For debugging consider passing CUDA_LAUNCH_BLOCKING=1.
Compile with TORCH_USE_CUDA_DSA to enable device-side assertions.

It’s the first time I’m hearing this, but no, multiple processes or users do not cause memory violations in your script.

Could you run your code via compute-sanitizer python script.py and check if it can detect the kernel causing the issue?

Hello,
Thank you.
I run my code via your suggestion.
The error messenge is as follows. (Error: No attachable process found.)
BTW, I am training a neural network (CNN). If I set initial_channel=32, this issue won’t arise.
However, if the initial_channel is greater than 32, it arises.

========= COMPUTE-SANITIZER
========= Error: No attachable process found. compute-sanitizer timed-out.
========= Default timeout can be adjusted with --launch-timeout. Awaiting target completion.
Traceback (most recent call last):
File “/home/uu/@Research/BlockHH/main.py”, line 130, in
main(config)
File “/home/uu/@Research/BlockHH/main.py”, line 100, in main
trainer()
File “/home/uu/@Research/BlockHH/trainer/trainer.py”, line 243, in call
scaler.scale(loss).backward()
File “/home/uu/.pyenv/versions/3.11.1/lib/python3.11/site-packages/torch/_tensor.py”, line 487, in backward
torch.autograd.backward(
File “/home/uu/.pyenv/versions/3.11.1/lib/python3.11/site-packages/torch/autograd/init.py”, line 200, in backward
Variable._execution_engine.run_backward( # Calls into the C++ engine to run the backward pass
RuntimeError: CUDA error: misaligned address
CUDA kernel errors might be asynchronously reported at some other API call, so the stacktrace below might be incorrect.
For debugging consider passing CUDA_LAUNCH_BLOCKING=1.
Compile with TORCH_USE_CUDA_DSA to enable device-side assertions.
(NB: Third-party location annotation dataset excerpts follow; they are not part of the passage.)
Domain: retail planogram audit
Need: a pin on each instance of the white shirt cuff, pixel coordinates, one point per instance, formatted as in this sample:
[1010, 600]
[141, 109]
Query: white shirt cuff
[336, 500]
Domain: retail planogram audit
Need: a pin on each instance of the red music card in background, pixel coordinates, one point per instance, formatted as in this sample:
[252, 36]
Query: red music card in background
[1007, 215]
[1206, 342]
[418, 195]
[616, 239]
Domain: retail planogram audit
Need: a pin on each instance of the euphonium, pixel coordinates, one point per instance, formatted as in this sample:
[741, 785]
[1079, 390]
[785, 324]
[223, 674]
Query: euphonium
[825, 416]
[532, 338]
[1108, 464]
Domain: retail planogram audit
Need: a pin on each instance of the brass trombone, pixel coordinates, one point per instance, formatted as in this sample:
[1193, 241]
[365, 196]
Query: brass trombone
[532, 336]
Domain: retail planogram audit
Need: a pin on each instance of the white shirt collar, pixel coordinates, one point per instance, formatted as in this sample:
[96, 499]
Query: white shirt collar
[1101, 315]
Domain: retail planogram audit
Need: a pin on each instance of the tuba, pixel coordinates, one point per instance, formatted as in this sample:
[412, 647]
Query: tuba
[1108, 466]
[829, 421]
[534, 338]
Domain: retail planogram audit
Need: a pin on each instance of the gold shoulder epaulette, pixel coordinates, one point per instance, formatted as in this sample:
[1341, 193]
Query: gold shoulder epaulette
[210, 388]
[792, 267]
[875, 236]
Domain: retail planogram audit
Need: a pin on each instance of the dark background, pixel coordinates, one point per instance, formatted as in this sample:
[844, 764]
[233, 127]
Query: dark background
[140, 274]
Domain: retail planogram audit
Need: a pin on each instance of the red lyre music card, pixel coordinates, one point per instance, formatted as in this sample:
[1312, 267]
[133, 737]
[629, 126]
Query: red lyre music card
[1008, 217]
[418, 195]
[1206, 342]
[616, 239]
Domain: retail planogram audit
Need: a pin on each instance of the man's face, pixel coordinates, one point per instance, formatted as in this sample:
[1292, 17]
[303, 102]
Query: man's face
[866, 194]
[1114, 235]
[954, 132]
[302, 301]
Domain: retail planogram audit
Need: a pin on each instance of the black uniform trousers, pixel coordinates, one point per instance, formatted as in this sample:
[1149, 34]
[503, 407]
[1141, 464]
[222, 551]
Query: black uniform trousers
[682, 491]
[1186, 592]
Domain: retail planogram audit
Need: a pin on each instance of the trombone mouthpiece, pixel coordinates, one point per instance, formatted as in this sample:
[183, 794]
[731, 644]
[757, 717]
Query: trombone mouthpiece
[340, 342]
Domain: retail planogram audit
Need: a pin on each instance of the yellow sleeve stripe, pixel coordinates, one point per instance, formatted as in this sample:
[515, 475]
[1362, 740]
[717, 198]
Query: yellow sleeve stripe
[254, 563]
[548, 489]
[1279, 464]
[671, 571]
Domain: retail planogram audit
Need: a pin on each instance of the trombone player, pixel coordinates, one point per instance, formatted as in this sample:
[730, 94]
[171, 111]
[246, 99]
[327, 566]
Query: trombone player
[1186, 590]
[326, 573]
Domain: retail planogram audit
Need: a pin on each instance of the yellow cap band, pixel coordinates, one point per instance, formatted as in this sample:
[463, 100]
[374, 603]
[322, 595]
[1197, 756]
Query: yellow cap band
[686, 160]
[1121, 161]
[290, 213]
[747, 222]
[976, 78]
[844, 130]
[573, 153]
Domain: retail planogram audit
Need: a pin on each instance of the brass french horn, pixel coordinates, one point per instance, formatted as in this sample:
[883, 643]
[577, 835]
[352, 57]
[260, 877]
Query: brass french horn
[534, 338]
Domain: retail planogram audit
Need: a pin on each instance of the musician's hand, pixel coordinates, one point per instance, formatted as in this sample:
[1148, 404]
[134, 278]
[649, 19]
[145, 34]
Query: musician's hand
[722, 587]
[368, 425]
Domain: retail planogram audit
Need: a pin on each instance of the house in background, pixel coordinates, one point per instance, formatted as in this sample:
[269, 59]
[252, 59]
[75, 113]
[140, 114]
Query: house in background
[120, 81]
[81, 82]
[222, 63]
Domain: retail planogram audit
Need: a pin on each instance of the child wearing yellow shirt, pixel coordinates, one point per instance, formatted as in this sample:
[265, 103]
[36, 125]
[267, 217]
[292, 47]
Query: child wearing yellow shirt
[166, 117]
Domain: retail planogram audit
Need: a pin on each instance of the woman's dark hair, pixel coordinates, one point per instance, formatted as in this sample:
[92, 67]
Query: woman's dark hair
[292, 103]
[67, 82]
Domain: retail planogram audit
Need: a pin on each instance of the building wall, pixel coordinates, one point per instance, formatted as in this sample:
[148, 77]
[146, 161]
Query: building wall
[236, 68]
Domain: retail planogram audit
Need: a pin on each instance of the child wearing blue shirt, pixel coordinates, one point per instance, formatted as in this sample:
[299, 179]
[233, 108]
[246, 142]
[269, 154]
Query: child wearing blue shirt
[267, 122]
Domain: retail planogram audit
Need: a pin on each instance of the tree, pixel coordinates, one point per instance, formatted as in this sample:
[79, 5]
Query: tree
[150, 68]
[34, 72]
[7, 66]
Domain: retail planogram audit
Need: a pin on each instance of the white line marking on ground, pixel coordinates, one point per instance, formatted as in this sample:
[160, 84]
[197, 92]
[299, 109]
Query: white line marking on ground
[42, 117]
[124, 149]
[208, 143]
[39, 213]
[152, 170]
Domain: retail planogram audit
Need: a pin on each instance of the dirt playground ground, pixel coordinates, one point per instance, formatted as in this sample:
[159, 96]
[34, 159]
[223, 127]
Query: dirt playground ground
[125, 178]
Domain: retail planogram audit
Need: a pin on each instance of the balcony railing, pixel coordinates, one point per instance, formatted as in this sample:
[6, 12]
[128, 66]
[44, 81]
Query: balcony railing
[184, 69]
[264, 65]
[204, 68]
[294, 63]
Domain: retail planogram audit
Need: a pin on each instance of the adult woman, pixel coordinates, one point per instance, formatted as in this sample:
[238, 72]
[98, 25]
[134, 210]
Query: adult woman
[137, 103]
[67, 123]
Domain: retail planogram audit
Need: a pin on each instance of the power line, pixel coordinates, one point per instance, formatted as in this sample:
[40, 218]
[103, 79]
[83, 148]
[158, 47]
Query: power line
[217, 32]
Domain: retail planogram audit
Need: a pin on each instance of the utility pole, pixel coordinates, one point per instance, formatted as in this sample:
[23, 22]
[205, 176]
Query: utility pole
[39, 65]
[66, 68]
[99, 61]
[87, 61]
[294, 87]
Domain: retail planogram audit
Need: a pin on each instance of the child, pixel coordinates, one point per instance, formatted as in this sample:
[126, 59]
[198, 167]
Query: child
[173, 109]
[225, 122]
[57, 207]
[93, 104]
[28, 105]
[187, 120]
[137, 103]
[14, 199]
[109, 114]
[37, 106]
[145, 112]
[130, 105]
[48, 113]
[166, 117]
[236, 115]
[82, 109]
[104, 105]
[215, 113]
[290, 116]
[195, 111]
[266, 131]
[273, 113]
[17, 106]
Could you post a minimal and executable code snippet reproducing the issue so that we could try to isolate the failing kernel?

Hello,

After several days of debugging, we have finally identified the problem.
The error originates from the function:
torch.linalg.solve()
During back-propagation, the gradient turns into NaN, which I suspect might be due to an overflow causing “an illegal memory access was encountered.”
I opted for using inv() instead, which works well.
Thank you.


For anyone who has the same issue:
If you’re incorporating inverse matrices into your back-propagation process, I recommend avoiding the use of torch.linalg.solve() to prevent similar issues.